At this time we also saw that the Akademik S. Vavilov, an ice-strengthened cruise ship (looked more like a battle cruiser in binoculars), was approaching Bellot’s western exit. Gjoa called requesting assistance, reporting that they were fast atop an ice ledge with no ability to go forward or back. Reconstructing from what we heard over the radio (by then we had lost the Gjoa side of the conversation), over the next hour, the Vavilov made slow way toward Gjoa in an attempt to cut a lane for the small sailboat. This appears to have failed, for next we heard, a line was being passed and Gjoa was towed out, whether by the ship or a heavy launch we could not tell. We look forward to hearing her story when we all arrive in Gjoa Haven. Likely Ann and Glenn have some spectacular photographs of a particular bear.
Two hours after entering Franklin, we were passed by a northbound sailing vessel, Lady Dana making for Bellot, and the ice breaker, Pierre Radison, could be seen on the western horizon, sitting at the ice line and waiting to escort the Vavilov to Cambridge Bay. Ahead of both was a cargo ship. All told, it was a busy day in Franklin Strait.
(Later I also learned that our friends on Drina have departed Maxwell Bay, where they retreated from Port Leopold, and are making fast southing toward Fort Ross.)
One lesson for me was how on one’s own boats are in the arctic ice.
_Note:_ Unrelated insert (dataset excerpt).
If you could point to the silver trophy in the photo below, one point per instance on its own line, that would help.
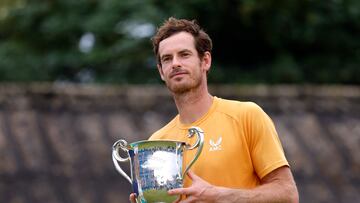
(156, 165)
Once we had escaped the ice plug in Bellot, there was no practical way for us to return to Gjoa’s aid. Not only was she on the other side of the barrier, she seems also to have been embayed. When we weighed that morning, we appeared to be a fleet of three yachts, but that was a fiction.
Our current plan on Arctic Tern is to push this opportunity; to continue on overnight, if the way remains clear, the 210 miles remaining to Gjoa Haven, there to fuel and press on again. We have effected an important escape, but we are far from home free.